# School/Instructor/Event Posting Policy Update: 3/7/2005



## Bob Hubbard (Mar 7, 2005)

*School/Instructor/Event Posting Policy Update: 3/7/2005*

 This amendment is to clarify previous policy towards the listing of schools, instructors, camps, events, seminars on Martial Talk.

   MartialTalk provides locations for listing such items.

*Events, Seminars, Camps
* Events, Seminars, Camps and similar can be listed in the Calendar by all members at any time. We also provide a free Organizations and Events forum where you can list your event information contact information.*

 Schools / Instructors*
 MartialTalk maintains a high traffic school and instructors directory which anyone can list in for a nominal fee. We also provide a free Schools/Instructors forum where you can list your availability or contact information.

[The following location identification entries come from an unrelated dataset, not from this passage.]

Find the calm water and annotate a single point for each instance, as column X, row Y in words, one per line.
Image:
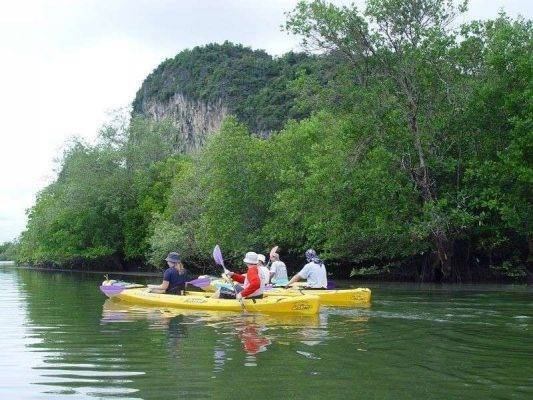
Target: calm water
column 60, row 338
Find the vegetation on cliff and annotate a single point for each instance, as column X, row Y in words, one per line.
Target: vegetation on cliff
column 416, row 154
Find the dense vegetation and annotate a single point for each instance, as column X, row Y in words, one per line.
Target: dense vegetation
column 415, row 160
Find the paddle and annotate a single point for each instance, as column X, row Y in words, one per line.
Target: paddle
column 199, row 282
column 217, row 256
column 274, row 250
column 115, row 289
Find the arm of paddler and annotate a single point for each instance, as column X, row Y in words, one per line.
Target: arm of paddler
column 295, row 278
column 254, row 282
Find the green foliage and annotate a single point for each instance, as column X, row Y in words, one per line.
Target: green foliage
column 8, row 251
column 405, row 141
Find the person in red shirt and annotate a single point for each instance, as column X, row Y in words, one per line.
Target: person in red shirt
column 253, row 287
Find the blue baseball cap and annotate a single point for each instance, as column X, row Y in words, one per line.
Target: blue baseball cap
column 173, row 257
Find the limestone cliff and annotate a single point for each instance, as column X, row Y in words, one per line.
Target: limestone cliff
column 198, row 88
column 194, row 119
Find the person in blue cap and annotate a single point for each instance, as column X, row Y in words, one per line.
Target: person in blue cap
column 314, row 271
column 174, row 277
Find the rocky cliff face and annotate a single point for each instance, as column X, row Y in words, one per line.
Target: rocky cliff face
column 198, row 88
column 194, row 119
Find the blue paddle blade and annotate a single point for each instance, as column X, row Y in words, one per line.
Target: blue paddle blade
column 217, row 255
column 200, row 282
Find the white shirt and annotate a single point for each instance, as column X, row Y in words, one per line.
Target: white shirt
column 315, row 275
column 264, row 275
column 280, row 271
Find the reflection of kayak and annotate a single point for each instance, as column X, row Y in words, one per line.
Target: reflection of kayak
column 299, row 305
column 115, row 310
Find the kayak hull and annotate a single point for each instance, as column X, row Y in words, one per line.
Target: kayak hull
column 329, row 297
column 337, row 298
column 296, row 305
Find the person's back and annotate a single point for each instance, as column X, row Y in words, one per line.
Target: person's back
column 278, row 273
column 176, row 279
column 315, row 274
column 264, row 273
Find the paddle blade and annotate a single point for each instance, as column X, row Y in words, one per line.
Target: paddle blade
column 200, row 282
column 111, row 290
column 217, row 256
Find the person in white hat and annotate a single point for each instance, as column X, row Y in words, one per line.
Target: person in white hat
column 278, row 271
column 264, row 273
column 253, row 289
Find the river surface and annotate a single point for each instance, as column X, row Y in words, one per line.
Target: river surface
column 61, row 339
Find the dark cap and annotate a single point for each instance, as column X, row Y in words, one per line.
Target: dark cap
column 173, row 257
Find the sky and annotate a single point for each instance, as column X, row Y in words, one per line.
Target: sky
column 67, row 64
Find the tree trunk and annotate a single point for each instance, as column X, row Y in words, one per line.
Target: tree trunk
column 445, row 255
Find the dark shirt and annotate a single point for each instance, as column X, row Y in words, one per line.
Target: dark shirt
column 176, row 281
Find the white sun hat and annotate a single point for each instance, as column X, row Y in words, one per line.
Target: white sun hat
column 250, row 258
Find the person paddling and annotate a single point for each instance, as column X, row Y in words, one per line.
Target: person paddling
column 314, row 271
column 253, row 287
column 264, row 273
column 174, row 277
column 278, row 271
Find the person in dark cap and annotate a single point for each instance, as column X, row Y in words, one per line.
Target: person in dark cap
column 174, row 277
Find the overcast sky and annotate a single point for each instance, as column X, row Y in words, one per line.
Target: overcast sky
column 65, row 64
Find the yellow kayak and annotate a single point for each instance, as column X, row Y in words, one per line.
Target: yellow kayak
column 297, row 305
column 335, row 297
column 329, row 297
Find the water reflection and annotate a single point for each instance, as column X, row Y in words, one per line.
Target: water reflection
column 60, row 340
column 255, row 331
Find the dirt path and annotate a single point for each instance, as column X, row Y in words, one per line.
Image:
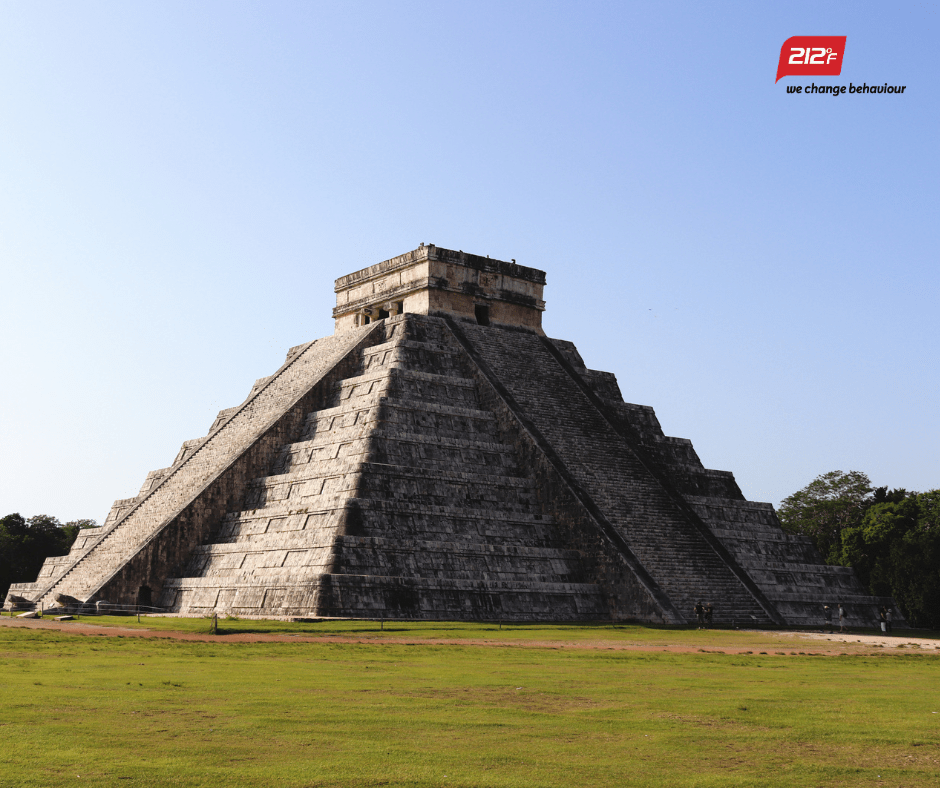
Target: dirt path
column 773, row 642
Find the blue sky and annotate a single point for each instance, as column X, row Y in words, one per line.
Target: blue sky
column 180, row 184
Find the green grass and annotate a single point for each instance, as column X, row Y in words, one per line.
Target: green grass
column 128, row 711
column 573, row 634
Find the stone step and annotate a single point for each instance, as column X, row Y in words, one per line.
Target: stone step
column 400, row 597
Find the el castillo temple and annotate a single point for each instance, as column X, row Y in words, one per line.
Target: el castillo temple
column 439, row 457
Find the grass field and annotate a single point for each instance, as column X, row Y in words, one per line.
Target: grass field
column 154, row 711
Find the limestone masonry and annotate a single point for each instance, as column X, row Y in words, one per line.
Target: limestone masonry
column 440, row 457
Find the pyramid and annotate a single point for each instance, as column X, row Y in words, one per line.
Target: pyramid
column 439, row 457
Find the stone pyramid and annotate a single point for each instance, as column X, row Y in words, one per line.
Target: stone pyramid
column 439, row 457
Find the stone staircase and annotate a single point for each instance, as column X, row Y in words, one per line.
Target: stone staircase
column 399, row 499
column 201, row 466
column 669, row 545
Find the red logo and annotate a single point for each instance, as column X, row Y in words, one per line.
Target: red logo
column 811, row 56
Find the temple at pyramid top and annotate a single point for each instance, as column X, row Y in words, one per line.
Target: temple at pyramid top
column 434, row 281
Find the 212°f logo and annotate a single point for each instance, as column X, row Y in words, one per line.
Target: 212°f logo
column 811, row 56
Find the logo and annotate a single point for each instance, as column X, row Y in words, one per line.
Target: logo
column 811, row 56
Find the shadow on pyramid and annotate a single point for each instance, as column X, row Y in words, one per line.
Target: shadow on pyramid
column 439, row 457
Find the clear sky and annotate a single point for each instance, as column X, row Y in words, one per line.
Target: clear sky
column 181, row 182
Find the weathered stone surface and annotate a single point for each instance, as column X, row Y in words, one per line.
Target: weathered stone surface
column 434, row 459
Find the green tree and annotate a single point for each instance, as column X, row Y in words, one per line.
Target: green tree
column 895, row 551
column 827, row 506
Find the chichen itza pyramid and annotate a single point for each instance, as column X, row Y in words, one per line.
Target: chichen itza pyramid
column 439, row 457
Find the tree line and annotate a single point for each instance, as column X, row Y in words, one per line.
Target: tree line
column 891, row 538
column 26, row 543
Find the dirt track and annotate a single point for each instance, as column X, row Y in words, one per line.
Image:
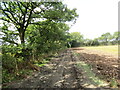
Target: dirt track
column 60, row 72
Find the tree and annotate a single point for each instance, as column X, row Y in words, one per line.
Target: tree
column 76, row 39
column 115, row 37
column 22, row 14
column 105, row 38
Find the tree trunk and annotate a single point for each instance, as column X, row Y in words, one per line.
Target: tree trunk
column 22, row 35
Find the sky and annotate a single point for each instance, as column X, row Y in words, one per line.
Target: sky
column 95, row 17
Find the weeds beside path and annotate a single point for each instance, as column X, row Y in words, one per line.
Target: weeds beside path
column 64, row 71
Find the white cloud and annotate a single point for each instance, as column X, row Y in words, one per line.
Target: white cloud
column 95, row 16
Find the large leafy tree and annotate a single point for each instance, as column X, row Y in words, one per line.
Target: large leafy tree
column 22, row 14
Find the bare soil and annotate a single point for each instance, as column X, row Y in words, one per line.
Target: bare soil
column 61, row 71
column 104, row 65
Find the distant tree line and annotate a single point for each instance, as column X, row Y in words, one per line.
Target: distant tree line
column 76, row 39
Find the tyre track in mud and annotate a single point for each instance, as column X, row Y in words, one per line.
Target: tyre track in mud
column 60, row 72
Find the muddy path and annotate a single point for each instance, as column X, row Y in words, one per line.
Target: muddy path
column 64, row 71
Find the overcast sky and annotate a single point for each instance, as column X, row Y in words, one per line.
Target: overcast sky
column 95, row 16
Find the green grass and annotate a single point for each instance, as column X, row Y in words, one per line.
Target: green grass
column 113, row 49
column 92, row 79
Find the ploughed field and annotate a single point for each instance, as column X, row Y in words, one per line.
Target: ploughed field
column 104, row 61
column 80, row 68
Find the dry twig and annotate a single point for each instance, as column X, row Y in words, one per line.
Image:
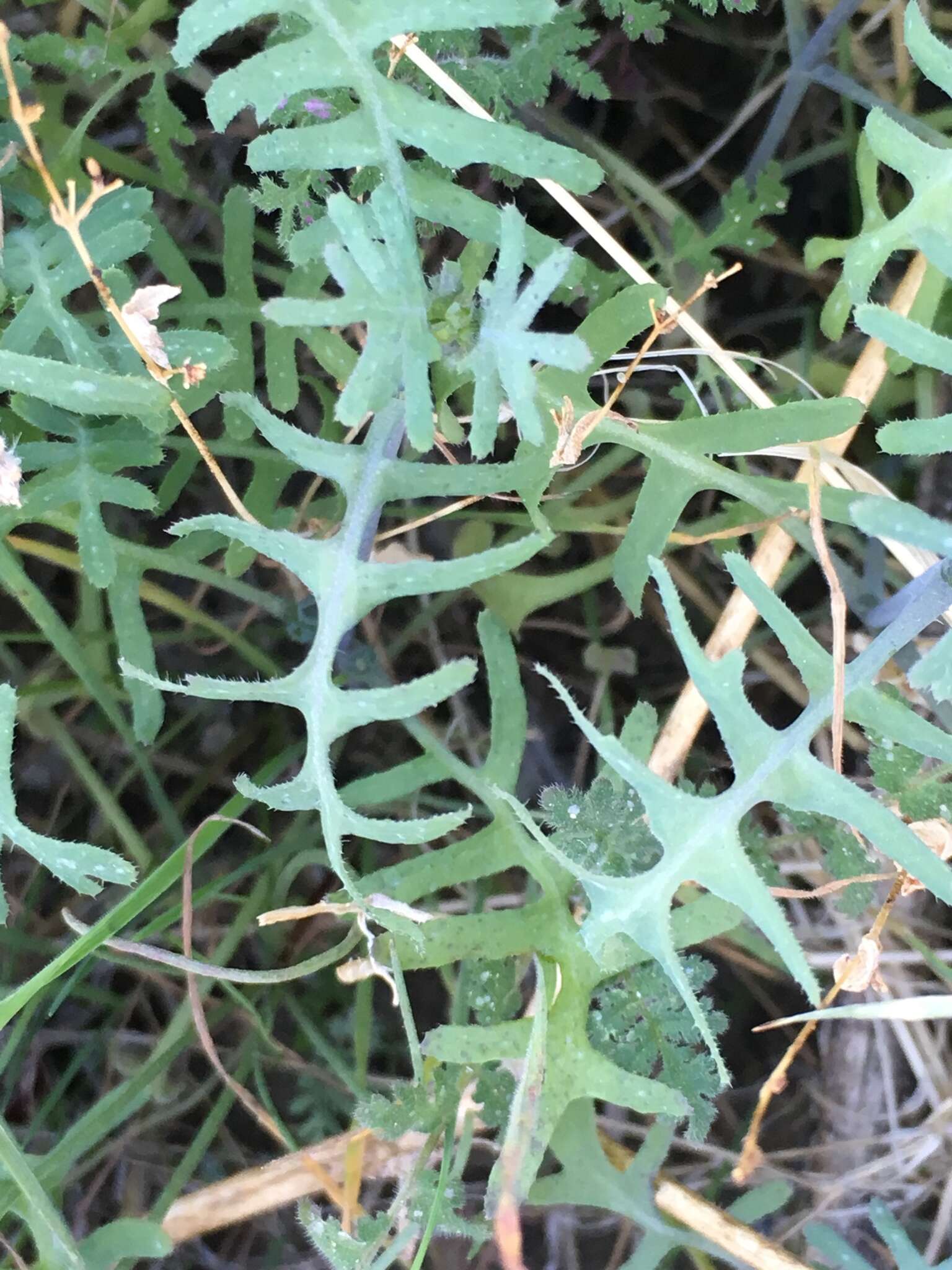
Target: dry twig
column 752, row 1155
column 69, row 218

   If you wish to post your event/school information elsewhere you must fall into one of the following catagories:

   1- Be a MartialTalk Supporting Member with a post count greater than 75
   - OR -
   2- Have a post count greater than 250. (Posting just to increase your post count is not allowed)
   - OR -
 3- Pay a $25 "Listing Fee" (Per forum) for each item (school/event) you wish to post. We will make it a sticky-thread for 1 month.

 We provide our members with ample free listing areas. If you wish to advertise here you must either earn the right (by being an active member in good standing) or pay for it.

 In the past we have allowed such items to also be cross posted into art-specific forums. Unfortunately, a small number of individuals have over the last few months abused that privilage. They have exceeded our cross-posting limit, and offered our community nothing more than their advertisements. As a result, we are forced to make these policy changes to cut back on the amount of SPAM. *

  Posts of an advertisement nature by members that do not meet the simple requirements above will be removed without notice.

===

*


----------